"Hist!" said the wary woodsman, interrupting Heyward's exclamation of surprise; "the varlets are about the place, and any sounds that are not natural to witchcraft would bring them back upon us in a body."

"Tell me the meaning of this masquerade; and why you have attempted so desperate an adventure?"

"Ah, reason and calculation are often outdone by accident," returned the scout. "But, as a story should always commence at the beginning, I will tell you the whole in order. After we parted I placed the commandant and the Sagamore in an old beaver lodge, where they are safer from the Hurons than they would be in the garrison of Edward; for your high north-west Indians, not having as yet got the traders among them, continued to venerate the beaver. After which Uncas and I pushed for the other encampment as was agreed. Have you seen the lad?"

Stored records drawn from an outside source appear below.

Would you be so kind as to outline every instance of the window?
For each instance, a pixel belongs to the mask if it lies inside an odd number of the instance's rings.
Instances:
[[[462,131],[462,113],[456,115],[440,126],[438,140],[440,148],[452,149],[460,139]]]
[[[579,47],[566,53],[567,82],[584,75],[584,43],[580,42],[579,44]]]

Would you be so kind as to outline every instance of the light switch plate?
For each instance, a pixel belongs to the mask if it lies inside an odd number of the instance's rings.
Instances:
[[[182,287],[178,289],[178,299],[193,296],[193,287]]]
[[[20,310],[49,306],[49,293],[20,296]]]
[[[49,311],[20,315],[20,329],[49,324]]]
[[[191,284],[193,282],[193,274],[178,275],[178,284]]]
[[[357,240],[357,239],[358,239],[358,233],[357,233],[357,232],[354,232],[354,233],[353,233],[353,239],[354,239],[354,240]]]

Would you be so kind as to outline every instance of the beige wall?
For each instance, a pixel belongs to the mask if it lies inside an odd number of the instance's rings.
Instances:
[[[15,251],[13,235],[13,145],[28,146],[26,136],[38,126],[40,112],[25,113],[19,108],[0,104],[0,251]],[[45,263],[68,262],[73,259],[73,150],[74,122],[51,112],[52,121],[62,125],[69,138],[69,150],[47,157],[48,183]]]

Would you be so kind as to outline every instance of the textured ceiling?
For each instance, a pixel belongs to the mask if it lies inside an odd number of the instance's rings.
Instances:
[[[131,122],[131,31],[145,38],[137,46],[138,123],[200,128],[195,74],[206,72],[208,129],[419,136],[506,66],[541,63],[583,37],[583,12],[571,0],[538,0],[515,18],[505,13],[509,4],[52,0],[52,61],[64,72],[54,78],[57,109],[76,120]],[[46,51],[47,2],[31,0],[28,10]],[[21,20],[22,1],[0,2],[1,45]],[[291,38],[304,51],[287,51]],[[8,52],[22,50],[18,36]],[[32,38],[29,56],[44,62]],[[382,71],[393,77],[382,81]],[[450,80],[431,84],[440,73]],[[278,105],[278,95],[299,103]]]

"To my great grief! He is captive, and condemned to die at the rising of the sun."

"I had misgivings that such would be his fate," resumed the scout, in a less confident and joyous tone. But soon regaining his naturally firm voice, he continued: "His bad fortune is the true reason of my being here, for it would never do to abandon such a boy to the Hurons. A rare time the knaves would have of it, could they tie 'The Bounding Elk' and 'The Long Carabine', as they call me, to the same stake! Though why they have given me such a name I never knew, there being as little likeness between the gifts of 'killdeer' and the performance of one of your real Canada carabynes, as there is between the natur' of a pipe-stone and a flint."